What to Expect
Third quarter earnings season is upon us and perhaps it is time to take stock of what to expect. There is a lot of noise that makes it hard for investors to separate the “wheat from the chaff.”
One thing is certain, earnings season has mattered most during the pandemic. According to Bloomberg, the equity markets have responded favorably during earnings season. While I highlight some bouts of volatility (red) at the end of each earnings season, equity prices were higher. Earnings matter! [i]
This week we will start hearing earnings reports that will officially start the data onslaught. Expectations are still for S&P 500 earnings to surpass 27%. [ii]
That’s an improvement of 340 basis points compared to expectations at the start of Q3.
If these numbers play out over the coming weeks, perhaps the equity markets will stabilize. However, there are some signs of over-optimism in the data.
Profit margins have been expanding at record levels during the pandemic as fiscal stimulus has found its way into corporate coffers. [i]
What could most impact profit margins? Wages, commodity prices, and available labor.
Wages have been on the rise in an effort to pull more workers off the sidelines and back to work. In the recent BLS labor report, you can see the increase in wages across various industries. [iii]
Realize, the long-term corporate trend is to drive more productivity beyond wage increases. That is what creates profit margin expansion. It may not occur in the short run but, it’s a long-term trend that will likely persist. [iv]

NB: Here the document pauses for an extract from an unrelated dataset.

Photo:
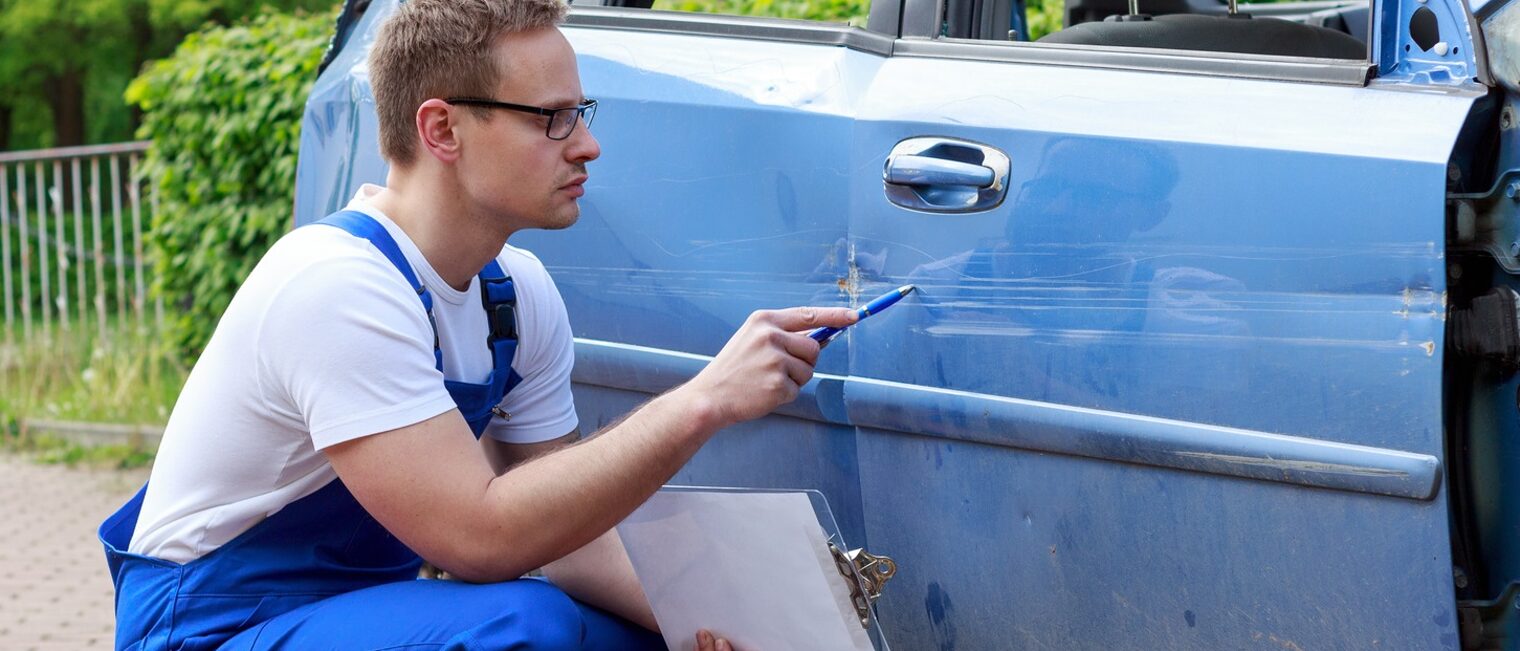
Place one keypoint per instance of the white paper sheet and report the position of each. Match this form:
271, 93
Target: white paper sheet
753, 568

Commodities prices were also on the rise in Q2 and early Q3 but, have since abated to some degree. [v]
Labor supply might be the most challenging headwind we hear of in Q3 earnings reports. While we continue to make progress in adding back jobs lost during COVID, we still have a lot of room to go. The U.S. economy added 195k jobs during September and that was one of the weakest months since the pandemic started. [iii]
In September, there were over 5 million people that reported they were unable to work due to pandemic-related reasons. Of those 5 million, over 1 million were in the prime working age cohort of 35-44. [iii]
Perhaps that was due to business closures, illness, lack of day care for children, or fear. In any case, the Delta variant has had an impact on employment and labor supply. As the Delta variant subsides, we should see these folks return to the work force quickly.
So, let’s watch earnings, profit margins, and, if margin compression continues, what is driving that contraction. If the driver is input costs, that is something that likely will abate in 2022. If the driver is demand weakening, that will be an entirely different picture.
It is hard to decipher what matters, but it’s my view that earnings and profit margins are the “wheat and not the chaff.”